In La Teste-de-Buch, firefighters have turned the local hippodrome into a temporary headquarters, buzzing with fire trucks. Helicopters and water-bombing planes scooping up water from the Arcachon Bay frequently flew overhead, while officers reviewed color-coded maps of the blazes.

Empty buildings and houses lined the asphalt road leading to the headquarters. Police barricades set up along the way have created an eerie atmosphere in an area that only days ago was bustling with cycling tourists.

Matthieu Jomain, a spokesman for the regional firefighter unit, said the authorities were confronted with a “real powder keg” in the tinder-dry forests that cover much of the Gironde region.

“Climate conditions are crazy,” he said, pointing to swirling winds and scorching temperatures. “It’s an explosive cocktail.”

A few miles from the headquarters, huge clouds of gray and red smoke billowed from the fires and had reached about 40 miles to Bordeaux on Tuesday, where a burning smell lingered in the air. Health authorities recommended that residents — especially vulnerable people, like those with respiratory ailments — stay inside and limit intense physical activity.

From the top of the Dune du Pilat — a sprawling white sand dune that is Europe’s tallest and a tourist hot spot that has now been evacuated — smoke could be seen breaking through the tinder-dry forest in dozens of places.

There have been no deaths so far, and only a handful of buildings have been damaged or destroyed by the flames, as the authorities have been preventively evacuating thousands of vacationers and residents who were potentially in the fire’s path but not immediately threatened.

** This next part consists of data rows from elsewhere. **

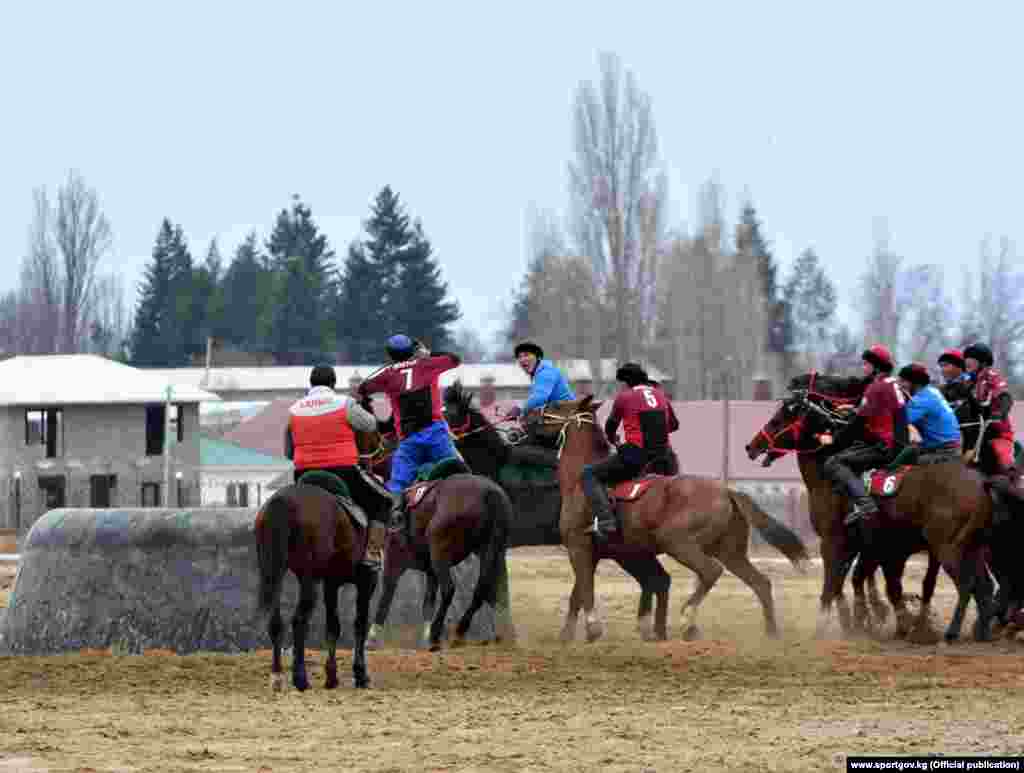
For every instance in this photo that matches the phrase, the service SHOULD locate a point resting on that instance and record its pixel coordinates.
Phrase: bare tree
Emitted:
(880, 291)
(82, 235)
(928, 312)
(994, 305)
(617, 196)
(470, 346)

Many residents have been temporarily resettled in a sprawling exhibition center a few miles from the firefighters’ headquarters. On Tuesday afternoon, a few dozen residents were milling around in the center, their faces crumpled with anxiety, between rows of cots.

Françoise Dourthe, 71, described how she had hurriedly left her home the night before, after firefighters knocked on her door. In the rush, she forgot one of her two hearing aids at home, she said, leaning her head forward to hear better.

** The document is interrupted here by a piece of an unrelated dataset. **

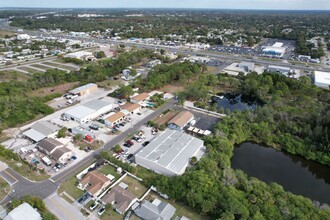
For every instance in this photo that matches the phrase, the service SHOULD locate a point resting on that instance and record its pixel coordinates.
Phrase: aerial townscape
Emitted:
(164, 110)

“I closed my door, I looked at my living room and I thought, ‘Will I see you again?’” she said.

Another displaced resident, Michel Cordin, 69, said the evacuations and the smoldering campgrounds resembled “a war scene.”

Evacuation operations even reached the local Arcachon Bay Zoo, which borders the fire-ravaged forest. Eight of the zoo’s 850 animals have died because of heat and stress, but about 370 of them were evacuated on Monday in specially designed crates and trucks, according to the French association of zoological parks. Most of those were sheltered nearby in a zoo in Bordeaux’s suburbs.

The fire is “an enemy that never sleeps, that moves, that gives you no respite,” Patrick Davet, the mayor of La Teste-de-Buch, told the BFMTV news channel.

Mr. Jomain said that firefighters had turned to techniques rarely used in the area to battle the wildfires, such as pre-emptively burning land to prevent the fire from advancing, or cutting down miles-long stretches of forest to create a natural barrier.

Dozens of fire trucks lined the side of the few roads that run through the fire-ravaged area, ready to deploy to extinguish fires constantly reignited by swirling winds and to clear the roads barred by collapsed charred trunks. Bulldozers are also at work chopping down trees.

“We’re here for a long time to come,” Mr. Jomain said as wood smoldered behind him and a gray layer of ash covered the ground.

That’s all that was left at the foot of the Dune du Pilat: ash, along with a few signs of vacations abruptly cut short.

At the Camping des Flots Bleus, a campsite that had been the scene of a hit French comedy, charred bicycles were scattered around the place and flip-flops were still stored in a small closet.

At another campsite nearby, the concrete foundations were all that was left of most buildings. Charred tables and chairs sat on a terrace. A soda machine was still smoldering in the middle of what had most likely been a bar, with what looked like carbonized bottles of beer and wine stacked on shelves behind it.

The only thing that had truly survived the fire? The swimming pool.

Aurelien Breeden contributed reporting from Paris.